A major dust storm hit several areas in Irak turning all in orange


Dozens people were hospitalized with serious respiratory problems – suffocation and breathing difficulties – in the center and the west of Iraq after a big dust storm occured on Sunday and a thick layer of orange dust settled across streets and vehicles, seeping into people’s homes in the capital Baghdad. The sky turned orange. Dense clouds of orange dust descended on some cities.The storms also dramatically reduced visibility levels. Flights have been interrupted at the airports of Baghdad and Najaf due to the dust storm.

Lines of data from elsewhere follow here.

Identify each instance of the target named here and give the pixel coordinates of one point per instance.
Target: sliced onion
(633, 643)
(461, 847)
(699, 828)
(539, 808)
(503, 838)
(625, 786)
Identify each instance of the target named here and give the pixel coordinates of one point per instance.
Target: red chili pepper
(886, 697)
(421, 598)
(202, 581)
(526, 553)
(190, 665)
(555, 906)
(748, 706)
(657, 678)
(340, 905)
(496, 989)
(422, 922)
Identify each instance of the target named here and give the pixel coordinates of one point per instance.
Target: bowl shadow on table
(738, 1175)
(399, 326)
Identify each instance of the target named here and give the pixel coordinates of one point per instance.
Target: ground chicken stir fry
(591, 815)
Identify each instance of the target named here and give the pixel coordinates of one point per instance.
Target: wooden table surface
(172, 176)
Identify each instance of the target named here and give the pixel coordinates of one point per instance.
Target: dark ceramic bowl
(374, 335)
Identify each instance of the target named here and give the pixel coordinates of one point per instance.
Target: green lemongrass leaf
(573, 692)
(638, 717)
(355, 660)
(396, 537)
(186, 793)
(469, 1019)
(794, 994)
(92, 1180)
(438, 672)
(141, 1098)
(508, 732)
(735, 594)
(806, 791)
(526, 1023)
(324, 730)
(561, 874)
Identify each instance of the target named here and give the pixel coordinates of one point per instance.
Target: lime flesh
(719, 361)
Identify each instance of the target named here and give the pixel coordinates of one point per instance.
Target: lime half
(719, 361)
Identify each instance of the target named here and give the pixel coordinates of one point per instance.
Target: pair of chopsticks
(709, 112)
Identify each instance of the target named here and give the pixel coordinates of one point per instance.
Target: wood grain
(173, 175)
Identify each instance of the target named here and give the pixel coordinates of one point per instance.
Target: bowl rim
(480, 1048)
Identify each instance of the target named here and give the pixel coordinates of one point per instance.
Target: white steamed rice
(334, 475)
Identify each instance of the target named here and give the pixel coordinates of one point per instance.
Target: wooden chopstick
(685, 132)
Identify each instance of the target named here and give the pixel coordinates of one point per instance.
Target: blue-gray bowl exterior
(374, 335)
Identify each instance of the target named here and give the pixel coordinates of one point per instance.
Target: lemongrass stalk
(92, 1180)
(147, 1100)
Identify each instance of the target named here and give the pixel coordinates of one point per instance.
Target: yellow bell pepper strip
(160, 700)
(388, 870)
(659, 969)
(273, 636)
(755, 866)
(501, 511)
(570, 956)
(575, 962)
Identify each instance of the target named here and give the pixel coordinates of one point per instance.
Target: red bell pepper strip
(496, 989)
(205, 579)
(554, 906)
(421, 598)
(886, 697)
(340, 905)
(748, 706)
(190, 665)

The phenomenon continued into Monday. Iraq’s meteorological office previously said the weather phenomenon is expected to become increasingly frequent “due to drought, desertification and declining rainfall”, because Iraq is particularly vulnerable to climate change. Environment Ministry official Issa al-Fayad warned on April that Iraq could face “272 days of dust” a year in coming decades. This also brings social and economic disaster in the country. Sandstorms occurred in recent years in other countries including Lebanon, Israel, Syria, Cyprus and China. Sand and dust storms usually occur when strong winds lift large amounts of sand and dust from bare, dry soils into the atmosphere. They are meteorological hazards in arid and semi-arid regions, as Northern Africa, the Arabian Peninsula, Central Asia and China. The average lifetime of dust particles in the atmosphere ranges from a few hours for particles with a diameter larger than 10 μm, to more than 10 days for the sub-micrometric ones. There is not an immediate solution for such problem which needs increasing vegetation cover and creating forests. Of course, facial respiratory masks are needed and can help a little.